Purple is for plot.
Fluorescent green is for character arcs and character change.
Yellow is for the scene’s mission, character growth, and contextual significance.
Pink is for style.
My editor sent me her final editorial letter earlier this week with excellent criticism. Her compliments were amazing. I was so thankful for them.
But her criticism invigorated me.
I knew I had problems with my novel. I knew that I was nowhere close to perfect. And I was okay with knowing I had problems with my novel. But after 12 years, I just found that diving into the piece was wearying to my soul. I just wanted to know how to improve.
I’ve been reading books, magazines, blogs, and articles about self-editing. I’ve worked with critique groups and beta readers and I’M NOT COMPLAINING.
I just knew that I was missing something, that the pieces weren’t falling together and this puzzle I was staring at was not fitting.
And then the letter arrived. And it was like God spoke and I finally listened.
Too many adverbs…cut.
Too many metaphors and similes….I am sharpening my knife and finding my tissues.
Not enough character growth…
Scenes that become repetitive because the characters don’t grow…
I received the letter Monday….Tuesday? I can’t remember. I received it in the evening and read it greedily (eek…an adverb). I nearly hugged my computer, I was so happy with the critiques. I understood. I got it.
I am an organic writer.
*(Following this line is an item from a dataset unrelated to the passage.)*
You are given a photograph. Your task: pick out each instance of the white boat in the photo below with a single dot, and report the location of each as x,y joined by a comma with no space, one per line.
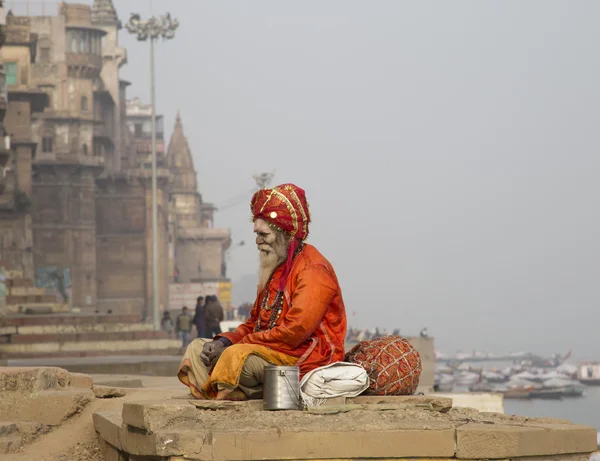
589,373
I find an idea and chase it as hard as I can. But this can mean a sense of disjointment between the idea’s origin and its conclusion. And going back to the beginning and trying to chase out the frayed threads is so hard. I can’t see it all.
I finally broke down, though, and sort of constructed an outline. Actually, it’s more like a tactile flow chart, a pop-up book of thoughts and ideas. I taped together six or so sheets of legal pad paper and started writing out scenes on post-it notes. I lined them up and then started tier-ing them together. Colors became meaning; thoughts became concrete.
Last night, my writing partner and I looked at scenes, re-read my editor’s letter, and answered questions…
- What is the scene’s mission?
- How do the character’s grow?
- How does the scene relate to the plot’s/novel’s context?
- How does the scene push the novel forward.
I scribbled as fast as I could as ideas fell from both of us. Huddled over an accordion of dreams and ideas, we talked our way through points.
I love this. I love this experience. I love the fact that I am using Post-It Notes because I can easily lift and shift. No anxieties about permanence. I can just change as needed.
I am chasing this dream. Hard and sort of fast. I have my thoughts. I have my ideas. I have my Post-It-Note pop-up book that looks tacky and amazing.